Essential Architecture-  Egypt

Red Pyramid of Sneferu

architect

unknown

location

Dahshur

date

 2600 BC (during the reign of Old Kingdom Pharaoh Sneferu)

style

Ancient Egyptian

construction

Tallest c. 2600 BC-c. 2570 BC 105 meters (345 ft)

type

Temple Tomb, Mausoleum
 
 
 
 
 
  Detail of the massive corbel-vaulted ceiling of the main burial chamber

The Red Pyramid, named for the light crimson hue of its exposed granite surface, is the largest of the three major pyramids located at the Dahshur necropolis, and the third largest Egyptian pyramid, after those of Khufu and Khafre at Giza. At the time of its completion, it was the tallest man-made structure in the world. It is also believed to be the world's first successful attempt at constructing a "true" smooth-sided pyramid.

The Red Pyramid was not always red. It used to be cased with white Tura limestone, but only a few of these now remain at the pyramid's base on the corner. During the Middle Ages much of white Tura limestone was taken for buildings in Cairo, revealing the reddish pinkish limestone.

History
It was constructed during the reign of Old Kingdom Pharaoh Sneferu, whose final resting place some suggest it may have been, and is located approximately one kilometer to the north of the Bent Pyramid. It is built at the same shallow 43 degree angle as the upper section of the Bent Pyramid, which gives it a noticeably squat appearance compared to other Egyptian pyramids of comparable scale.

Archaeologists speculate that the reason for this may be an outcome of engineering crises experienced during the construction of Sneferu's two earlier pyramids. The first of these, the Pyramid at Meidum collapsed in antiquity, while the second — the Bent Pyramid — had the angle of its inclination dramatically altered — from 54 to 43 degrees — part-way through construction.
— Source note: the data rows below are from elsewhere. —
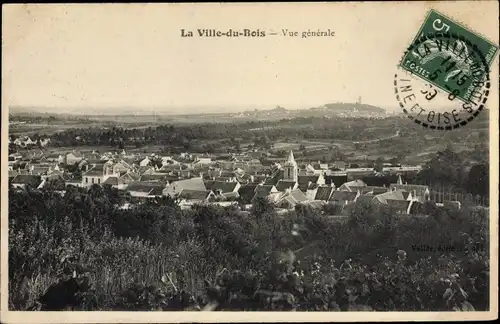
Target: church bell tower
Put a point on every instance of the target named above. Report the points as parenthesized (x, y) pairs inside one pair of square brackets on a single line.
[(291, 169)]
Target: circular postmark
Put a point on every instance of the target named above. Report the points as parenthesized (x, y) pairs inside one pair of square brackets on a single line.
[(444, 81)]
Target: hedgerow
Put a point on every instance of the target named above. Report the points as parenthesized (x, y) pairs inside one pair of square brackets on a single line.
[(156, 256)]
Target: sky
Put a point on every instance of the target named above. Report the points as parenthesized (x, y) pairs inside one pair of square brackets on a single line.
[(106, 57)]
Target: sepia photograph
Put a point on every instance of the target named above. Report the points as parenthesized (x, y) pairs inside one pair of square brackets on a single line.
[(217, 161)]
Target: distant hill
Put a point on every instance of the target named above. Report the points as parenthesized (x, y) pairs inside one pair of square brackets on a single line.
[(341, 107)]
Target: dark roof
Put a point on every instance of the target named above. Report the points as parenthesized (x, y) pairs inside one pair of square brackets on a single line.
[(343, 195), (93, 173), (194, 194), (374, 189), (364, 199), (143, 186), (282, 185), (208, 183), (247, 192), (400, 205), (154, 177), (277, 176), (379, 181), (337, 180), (158, 191), (323, 193), (304, 179), (263, 190), (224, 186), (420, 189), (27, 179), (113, 181)]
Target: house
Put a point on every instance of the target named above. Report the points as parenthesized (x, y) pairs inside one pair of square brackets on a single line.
[(341, 165), (305, 182), (344, 197), (324, 193), (145, 162), (176, 187), (290, 198), (190, 196), (97, 173), (283, 185), (219, 187), (310, 191), (267, 191), (402, 169), (392, 195), (143, 190), (335, 178), (73, 158), (76, 182), (352, 186), (230, 196), (23, 181), (358, 173), (155, 177), (419, 192), (247, 192), (200, 161), (373, 190)]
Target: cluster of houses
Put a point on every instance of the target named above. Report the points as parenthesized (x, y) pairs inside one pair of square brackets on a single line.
[(194, 179), (26, 141)]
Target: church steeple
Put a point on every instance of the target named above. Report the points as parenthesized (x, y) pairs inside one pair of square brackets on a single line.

Some archaeologists now believe that the Meidum pyramid was the first attempt at building a smooth-sided pyramid, and that it may have collapsed when construction of the Bent Pyramid was already well underway — and that that pyramid may by then have already begun to show alarming signs of instability itself, as evidenced by the presence of large timber beams supporting its inner chambers. The outcome of this was the change in inclination of the Bent Pyramid, and the commencement of the later Red Pyramid at an inclination known to be less susceptible to instability and therefore less susceptible to catastrophic collapse.

Modern day
The Red Pyramid is 104 m in height (341 feet). A rare pyramidion, or capstone, for the Red Pyramid has been uncovered and reconstructed, and is now on display at Dahshur — however whether it was actually ever used is unclear, as its angle of inclination differs from that of the pyramid it was apparently intended for.

The Red Pyramid is one of the very few Egyptian pyramids to which members of the general public can gain comparatively unregulated interior access. An entrance high on the north side gives access to a 200 foot (62m) long passage that is inclined downwards at an angle of around 27°. The passage itself measures only approximately three feet (91cm) in height and approximately four feet (1.23m) in breadth. At the bottom of the passage is a short corridor leading to the first chamber which rises to a height of 40 feet (12.3m). It boasts a fine eleven-course corbel-vaulted ceiling. At the southern end of the chamber another short corridor leads to the second chamber, which has similar dimensions to the first and also features a corbelled ceiling. This chamber lies directly beneath the apex of the pyramid. A wooden staircase of modern construction at the southern end of this chamber leads to a third and final chamber, which is believed to be the burial chamber. This also features a corbelled ceiling rising to around 15 m (50 feet). Local residents refer to the Red Pyramid as el-haram el-watwat, meaning the Bat Pyramid

 
Just next to the Red Pyramid is the Bent-Pyramid of King Sneferu

The first attempt to build a smooth sided pyramid - which has withstood the test of time - was by King Sneferu (2613-2589 BC) at Dahshur, just to the south of the main pyramids at Giza. It is known as the Bent-Pyramid due to the way the architects changed the angles of the sides halfway through.

No one really knows the reason for this but one suggestion is that a nearby pyramid at Meidum, which was also being built with smooth sides, collapsed while the Bent-Pyramid was being built. This prompted the architects to realise their mistake and change the angle of the sides. Had the original angle been completed it would have surely collapsed at some point.